Cultura

Kiluanji kia Henda vence prémio "Frieze"

Roque Silva |

O artista plástico Kiluanji kia Henda tornou-se no primeiro africano a conquistar o troféu “Artista Frieze”, atribuído anualmente pela empresa inglesa de comunicação e promotora de arte e da cultura contemporânea, a Frieze.

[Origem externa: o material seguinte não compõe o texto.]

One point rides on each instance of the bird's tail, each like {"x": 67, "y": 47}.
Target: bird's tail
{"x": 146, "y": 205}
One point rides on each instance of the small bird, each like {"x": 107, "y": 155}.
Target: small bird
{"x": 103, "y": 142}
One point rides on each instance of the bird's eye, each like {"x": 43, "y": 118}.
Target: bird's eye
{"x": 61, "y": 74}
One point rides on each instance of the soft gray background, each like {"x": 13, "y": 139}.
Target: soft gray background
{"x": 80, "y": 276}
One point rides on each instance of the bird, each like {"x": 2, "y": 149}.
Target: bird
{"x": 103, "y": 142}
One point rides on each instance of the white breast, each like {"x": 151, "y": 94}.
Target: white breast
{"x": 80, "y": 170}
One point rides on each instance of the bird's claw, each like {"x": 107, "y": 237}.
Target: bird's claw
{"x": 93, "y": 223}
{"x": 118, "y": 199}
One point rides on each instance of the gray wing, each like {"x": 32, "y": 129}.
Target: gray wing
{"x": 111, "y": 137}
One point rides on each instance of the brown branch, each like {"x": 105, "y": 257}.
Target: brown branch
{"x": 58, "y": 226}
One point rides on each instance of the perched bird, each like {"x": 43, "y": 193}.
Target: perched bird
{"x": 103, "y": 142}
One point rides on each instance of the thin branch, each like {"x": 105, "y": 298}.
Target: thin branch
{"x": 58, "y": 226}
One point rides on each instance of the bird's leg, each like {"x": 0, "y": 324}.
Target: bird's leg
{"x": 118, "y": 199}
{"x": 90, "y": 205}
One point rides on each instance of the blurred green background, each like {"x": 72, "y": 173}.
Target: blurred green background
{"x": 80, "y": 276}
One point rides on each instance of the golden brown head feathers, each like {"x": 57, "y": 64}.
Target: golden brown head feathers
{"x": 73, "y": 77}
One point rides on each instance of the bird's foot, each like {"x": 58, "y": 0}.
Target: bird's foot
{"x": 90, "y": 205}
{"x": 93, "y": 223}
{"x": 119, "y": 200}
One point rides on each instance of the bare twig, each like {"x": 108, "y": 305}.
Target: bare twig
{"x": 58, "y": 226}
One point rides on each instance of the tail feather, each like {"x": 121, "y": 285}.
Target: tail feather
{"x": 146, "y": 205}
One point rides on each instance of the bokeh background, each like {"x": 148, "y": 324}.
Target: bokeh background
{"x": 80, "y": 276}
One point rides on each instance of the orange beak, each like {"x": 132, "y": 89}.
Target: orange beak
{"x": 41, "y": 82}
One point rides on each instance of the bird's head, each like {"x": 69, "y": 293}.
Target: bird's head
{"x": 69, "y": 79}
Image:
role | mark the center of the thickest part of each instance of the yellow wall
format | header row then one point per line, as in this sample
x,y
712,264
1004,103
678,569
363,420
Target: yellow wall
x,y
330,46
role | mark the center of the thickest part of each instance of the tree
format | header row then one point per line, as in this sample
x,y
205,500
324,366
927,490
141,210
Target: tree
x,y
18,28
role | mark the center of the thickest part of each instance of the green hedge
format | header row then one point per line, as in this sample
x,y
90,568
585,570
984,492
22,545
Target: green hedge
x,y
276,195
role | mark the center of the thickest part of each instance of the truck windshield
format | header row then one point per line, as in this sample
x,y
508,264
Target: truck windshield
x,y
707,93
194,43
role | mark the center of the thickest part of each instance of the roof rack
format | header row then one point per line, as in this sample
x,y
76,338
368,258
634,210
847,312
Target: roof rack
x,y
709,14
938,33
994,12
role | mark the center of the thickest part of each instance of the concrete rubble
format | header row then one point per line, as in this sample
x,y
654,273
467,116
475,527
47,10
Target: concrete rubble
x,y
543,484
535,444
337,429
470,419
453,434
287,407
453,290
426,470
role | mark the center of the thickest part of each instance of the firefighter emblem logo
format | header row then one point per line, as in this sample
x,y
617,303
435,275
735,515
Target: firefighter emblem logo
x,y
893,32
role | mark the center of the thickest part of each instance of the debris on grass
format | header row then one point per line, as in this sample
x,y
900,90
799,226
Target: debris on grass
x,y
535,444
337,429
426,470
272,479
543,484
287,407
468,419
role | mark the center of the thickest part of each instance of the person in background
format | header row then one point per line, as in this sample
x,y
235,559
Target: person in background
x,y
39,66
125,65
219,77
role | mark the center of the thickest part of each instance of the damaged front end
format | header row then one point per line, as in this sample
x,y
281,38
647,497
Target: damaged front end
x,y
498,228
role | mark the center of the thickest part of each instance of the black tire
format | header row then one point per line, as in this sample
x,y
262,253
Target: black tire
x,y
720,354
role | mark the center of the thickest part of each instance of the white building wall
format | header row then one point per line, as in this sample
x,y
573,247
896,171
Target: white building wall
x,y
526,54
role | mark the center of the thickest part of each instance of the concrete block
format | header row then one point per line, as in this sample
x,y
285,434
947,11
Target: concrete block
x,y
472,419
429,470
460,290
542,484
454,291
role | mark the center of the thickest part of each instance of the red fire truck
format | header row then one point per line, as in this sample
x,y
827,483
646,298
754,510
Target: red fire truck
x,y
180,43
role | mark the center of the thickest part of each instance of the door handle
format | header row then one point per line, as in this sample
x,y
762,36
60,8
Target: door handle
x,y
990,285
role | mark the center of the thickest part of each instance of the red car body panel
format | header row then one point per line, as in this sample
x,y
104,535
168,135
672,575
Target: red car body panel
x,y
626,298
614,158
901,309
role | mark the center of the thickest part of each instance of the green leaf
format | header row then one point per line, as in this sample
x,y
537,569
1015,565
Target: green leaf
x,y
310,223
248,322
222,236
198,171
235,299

Busto de Lenine é o objecto central da instalação produzida pelo artista cuja narrativa espelha um dos conflitos ocorridos em África
Fotografia: DR

O artista recebeu o prémio na feira internacional “Frieze London”, que encerrou quinta-feira, na capital inglesa, justamente na data que foi comemorado o Dia de África, e superou a concorrência de mais de 500 artistas de 82 países, na quarta edição da distinção.
Videoasta, “performer” e fotógrafo, Kiluanji kia Henda sucede os artistas Yuri Pattison, da Irlanda, a nova-iorquina Rachel Rose e a francesa Mélanie Matranga, detentores dos troféus de 2016, 2015 e 2014, respectivamente.
A proposta que deu o prémio a Kiluanji kia Henda é uma instalação intitulada “Olho silencioso de Lenine”, dividida em duas partes, sobre o marxismo-leninismo no período pós-independência em Angola, alinhado paralelamente entre práticas de bruxaria durante a guerra civil e as narrativas de ficção científica usadas pelas super-potências da Guerra Fria.
A página oficial dos prémios Frieze informa que a “performance” propõe análises e discussões de como a ficção e o seu poder de manipulação se tornam uma arma vital em situações de extrema violência.
Neste projecto, refere a publicação, o busto de Lenine volta a ser o objecto central de uma peça de instalação e performance, onde as memórias e narrativas de um dos conflitos mais sangrentos da África se fundem com a transcendência da bruxaria e a dimensão dogmática de uma ideologia política.
“Apesar de ser uma doutrina política que rejeitava a religião, a forma como o marxismo-leninismo foi doutrinado durante a revolução exigia lealdade rigorosa e crença inquestionável, semelhante à prática religiosa”, consta na informação divulgada no site oficial sobre as obras do artista.
A proposta e candidatura de Kiluanji kia Henda foi seleccionada por um júri presidido por Jo Stella-Sawicka (director artístico dos prémios) e incluiu Raphael Gygax (curador de projectos da Frieze e do Museu de Arte Contemporânea de Zurique), Tom Eccles (director executivo do Bard College, Centro de Estudos Curadores do Instituto do Ensino Superior de Annandale-on-Hudson, em Nova Iorque), Eva Birkenstock (directora da Associação de Arte das regiões alemãs de Renânia e Westphalia) e o artista Cory Arcangel.
Com a conquista do troféu, o jurado convidou Kiluanji para realizar, de 4 a 8 de Outubro, uma nova instalação performativa num projecto sem fins lucrativos da feira, com a curadoria de Raphael Gygax. O programa do projecto vai ser anunciado em Junho.
Em 2016 Yuri Pattison instalou uma obra em rede em todo o espaço da feira, explorando dados e sistemas de interpretação e controle, enquanto a vencedora, de 2015, ­Rachel Rose, criou uma obra (performance) em que a iluminação e o design de som simulavam as frequências sonoras e visuais dos animais que habitavam o parque real de Londres “The Regent’s Park”. Em 2014, a francesa Mélanie Matranga explorou o intercâmbio económico e emocional em uma série de vídeos on-line e uma instalação de café.
Os prémios Frieze incluem um programa de cursos e palestras sobre arte e a cultura contemporânea, e detém três publicações: As revistas “Friso”, “Frieze Masters Magazine” e “Frieze Week.”